Il fatto che l’attentato sia avvenuto su territorio turco non crea comunque dei problemi al governo?
Decisamente sì. È la conseguenza del gioco pericoloso condotto dal presidente Recep Tayyip Erdogan, dal primo ministro ad interim Ahmet Davutoglu e della loro malcelata tolleranza nei confronti del movimento jihadista. Da una parte Ankara negozia ormai da anni un accordo con curdi, ma dall’altro però esprime simpatia nei confronti di chi, come lo Stato Islamico, li combatta. L’Isis al momento fa il gioco della Turchia su ben due fronti: contro i curdi, come già detto, e in Siria contro il regime di Bashar al Assad, considerato ostile da Ankara. E il fatto che quello turco sia un governo marcatamente islamista crea infine anche delle sintonie cultural-religiose, per così dire.
Perché, nonostante la crescita del Califfato, Ankara continua a considerare più pericolosi i curdi dell’Isis?

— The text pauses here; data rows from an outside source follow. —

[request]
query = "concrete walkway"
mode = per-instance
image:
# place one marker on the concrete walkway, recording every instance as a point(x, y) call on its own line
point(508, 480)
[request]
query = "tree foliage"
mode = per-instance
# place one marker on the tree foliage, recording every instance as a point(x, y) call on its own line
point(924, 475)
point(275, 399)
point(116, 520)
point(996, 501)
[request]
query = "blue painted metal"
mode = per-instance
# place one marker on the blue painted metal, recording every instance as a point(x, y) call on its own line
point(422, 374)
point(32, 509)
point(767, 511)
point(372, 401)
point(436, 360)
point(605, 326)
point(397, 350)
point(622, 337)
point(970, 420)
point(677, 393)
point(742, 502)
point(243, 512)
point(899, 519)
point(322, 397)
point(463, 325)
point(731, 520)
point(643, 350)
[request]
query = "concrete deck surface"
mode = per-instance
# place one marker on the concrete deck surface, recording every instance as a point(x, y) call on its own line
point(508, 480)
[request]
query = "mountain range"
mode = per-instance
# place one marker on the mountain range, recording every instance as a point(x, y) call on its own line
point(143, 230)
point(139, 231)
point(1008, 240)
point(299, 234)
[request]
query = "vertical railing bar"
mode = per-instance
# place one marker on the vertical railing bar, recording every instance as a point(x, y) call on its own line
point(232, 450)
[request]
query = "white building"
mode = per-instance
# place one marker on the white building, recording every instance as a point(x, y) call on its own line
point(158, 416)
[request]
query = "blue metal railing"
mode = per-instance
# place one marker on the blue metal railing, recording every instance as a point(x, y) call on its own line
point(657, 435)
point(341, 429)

È un punto di vista difficile da accettare per noi occidentali, ma perfettamente logico per i turchi. Va detto infatti che questa considerazione è ampiamente accettata non solo nel partito al governo, ma anche negli altri. La ragione è che il semplice fatto che i curdi possano sottrarre una porzione del territorio turco al controllo di Ankara, viene vissuto come una minaccia diretta alla sicurezza nazionale turca. Un pericolo che per il momento l’Isis non ha dimostrato di essere, almeno nei loro confronti.

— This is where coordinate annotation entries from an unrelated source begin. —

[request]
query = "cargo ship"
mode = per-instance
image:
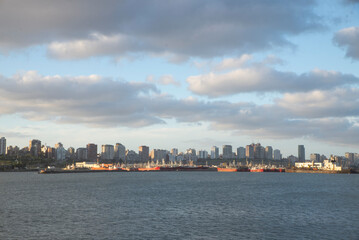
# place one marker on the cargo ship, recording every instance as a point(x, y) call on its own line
point(149, 169)
point(227, 169)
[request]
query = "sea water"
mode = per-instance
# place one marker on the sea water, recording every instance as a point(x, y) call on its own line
point(179, 205)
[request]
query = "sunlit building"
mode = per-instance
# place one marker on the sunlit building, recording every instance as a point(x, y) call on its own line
point(35, 147)
point(301, 153)
point(2, 146)
point(241, 153)
point(91, 152)
point(120, 152)
point(269, 153)
point(107, 152)
point(250, 151)
point(227, 152)
point(214, 152)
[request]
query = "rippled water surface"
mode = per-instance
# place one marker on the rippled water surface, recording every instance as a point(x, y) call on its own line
point(179, 205)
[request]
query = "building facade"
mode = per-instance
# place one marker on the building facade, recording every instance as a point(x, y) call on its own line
point(91, 152)
point(227, 152)
point(143, 152)
point(301, 153)
point(214, 152)
point(2, 146)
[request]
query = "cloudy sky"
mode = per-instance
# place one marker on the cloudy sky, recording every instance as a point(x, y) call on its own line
point(181, 73)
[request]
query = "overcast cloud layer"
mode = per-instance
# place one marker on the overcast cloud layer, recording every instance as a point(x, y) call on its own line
point(348, 38)
point(81, 29)
point(330, 116)
point(261, 77)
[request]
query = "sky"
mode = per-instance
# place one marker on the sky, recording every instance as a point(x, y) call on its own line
point(181, 74)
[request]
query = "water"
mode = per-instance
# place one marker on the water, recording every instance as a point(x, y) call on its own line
point(179, 205)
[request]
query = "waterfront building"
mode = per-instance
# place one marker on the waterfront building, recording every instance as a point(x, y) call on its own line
point(120, 152)
point(191, 155)
point(301, 153)
point(277, 155)
point(241, 153)
point(214, 152)
point(81, 154)
point(91, 152)
point(227, 152)
point(158, 155)
point(107, 152)
point(269, 153)
point(315, 157)
point(2, 146)
point(35, 147)
point(12, 151)
point(174, 151)
point(143, 152)
point(202, 154)
point(132, 156)
point(250, 151)
point(259, 151)
point(60, 152)
point(349, 157)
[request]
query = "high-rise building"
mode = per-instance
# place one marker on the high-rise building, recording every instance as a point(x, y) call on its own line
point(144, 153)
point(35, 147)
point(131, 156)
point(269, 153)
point(60, 152)
point(214, 152)
point(315, 157)
point(191, 154)
point(202, 154)
point(241, 153)
point(277, 155)
point(120, 152)
point(259, 151)
point(174, 151)
point(250, 151)
point(107, 152)
point(227, 152)
point(91, 152)
point(158, 155)
point(2, 146)
point(301, 153)
point(349, 157)
point(81, 154)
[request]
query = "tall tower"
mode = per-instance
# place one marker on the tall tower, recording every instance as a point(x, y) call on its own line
point(91, 152)
point(144, 153)
point(2, 146)
point(301, 153)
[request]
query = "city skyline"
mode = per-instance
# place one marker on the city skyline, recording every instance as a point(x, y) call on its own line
point(119, 151)
point(181, 74)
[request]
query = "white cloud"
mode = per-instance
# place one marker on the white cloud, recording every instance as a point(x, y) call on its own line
point(348, 38)
point(329, 116)
point(163, 80)
point(260, 78)
point(178, 29)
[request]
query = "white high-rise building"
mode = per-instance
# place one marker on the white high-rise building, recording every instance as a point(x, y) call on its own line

Alcuni osservatori ipotizzano che ad attaccare possa anche non essere stato l’Isis. Si fa il nome degli Hezbollah turchi.
Non importa tanto se l’attacco sia venuto direttamente dallo Stato Islamico, da gruppuscoli a loro vicini o totalmente slegati: resta il fatto che si tratta di un chiaro attentato di matrice islamica.
Cruciale sembra essere stato il ruolo dell’intelligence. Da un lato alcuni giornali dicono che le autorità erano state avvisate dei rischi di un attacco. Mentre alcuni manifestanti anti Erdogan hanno detto che nell’attentato potrebbe esserci stata la complicità dei Servizi turchi. Cosa c’è di vero?
Difficile dirlo al momento. Si tratta di dietrologia, che però ha una sua logica. Che i servizi segreti turchi negli ultimi 3-4 anni abbiano fatto giochi loschi contro i curdi è cosa nota. Da qui a sostenere con certezza che possano aver favorito un attacco kamikaze, questo è da vedere.
L’attentato è un segno del fallimento delle politiche turche?
Se penso al progetto di Erdogan di un neo ottomanismo che partisse da rapporti di buon vicinato con gli altri Paesi di fede islamica, questo è sicuramente fallito. Oggi la Turchia è considerata in modo peggiore di cinque o sei anni fa, tanto nella regione quanto in Occidente. Se si guarda invece all’episodio specifico, questo attentato non segnala un fallimento turco. Lo sarà nel momento in cui l’Isis comincerà a condurre attacchi mirati contro lo Stato turco.
Lo crede possibile?
Sì. Qualche scaramuccia c’è già stata negli scorsi anni ed è solo questione di tempo. Il passato insegna: la belva è stata nutrita, ma ora che è cresciuta sarà sempre più difficile tenerla sotto controllo.